Submitted via IRC for SoyCow3941
A team of researchers in Germany and at the University of Michigan have demonstrated how infrared laser pulses can shift electrons between two different states, the classic 1 and 0, in a thin sheet of semiconductor
"Ordinary electronics are in the range of gigahertz, one billion operations per second. This method is a million times faster," said Mackillo Kira, U-M professor of electrical engineering and computer science.
He led the theoretical part of the study, to be published in the journal Nature, collaborating with physicists at the University of Marburg in Germany. The experiment was done at the University of Regensburg in Germany.
[... Quantum computer] qubits are hard to make because quantum states are extremely fragile. The main commercial route, pursued by companies such as Intel, IBM, Microsoft and D-Wave, uses superconducting circuits—loops of wire cooled to extremely cold temperatures (-321°F or less), at which the electrons stop colliding with each other and instead form shared quantum states through a phenomenon known as coherence.
Rather than finding a way to hang onto a quantum state for a long time, the new study demonstrates a way to do the processing before the states fall apart.
"In the long run, we see a realistic chance of introducing quantum information devices that perform operations faster than a single oscillation of a lightwave," said Rupert Huber, professor of physics at the University of Regensburg, who led the experiment. "The material is relatively easy to make, it works in room temperature air, and at just a few atoms thick, it is maximally compact."
(Score: 3, Interesting) by Anonymous Coward on Monday May 07 2018, @07:17AM (3 children)
Just to be clear: using light for data transmission doesn't buy you much: electrical signals already travel at around 1/3 C, and multi-GHz chips already run into limits in transmission speed. The clock on one side of your chip is not in sync with the clock on the other side, and sending signals back and forth... I haven't done chip design since the MHz days, but it must be something of a black art, to get this right.

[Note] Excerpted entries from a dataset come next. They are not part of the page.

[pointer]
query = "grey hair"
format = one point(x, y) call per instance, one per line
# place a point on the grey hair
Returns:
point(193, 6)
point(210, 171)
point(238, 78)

What TFA is going on about is switching speed. How fast can a transistor or gate change states? It takes a certain number of electrons, and a certain amount of time to accumulate them. Higher curren gives you faster switching - but at the expense of higher power and more heat. If the authors have identified a potential mechanism that does not require so much time ("a single oscillation of a lightwave), that would be a huge benefit. But, there are two reality checks: (1) Transmission of light signals remains limited by C, and will not be significantly faster. (2) More importantly: Where does the light come from? You need chaining: a change of state in one gate leads to a change of state in the next. If they need light to trigger a state change, then they need each gate to generate a new light signal to trigger the change in the next gate. How fast will that process be?
(Score: 0) by Anonymous Coward on Monday May 07 2018, @08:48AM (1 child)
About a blink of the remaining eye.
(Score: 0) by Anonymous Coward on Monday May 07 2018, @03:47PM
"Spock! Don't stare into that chip!..."
(Score: 2) by takyon on Monday May 07 2018, @02:57PM
You could get more transmission speed by sending more photons at once.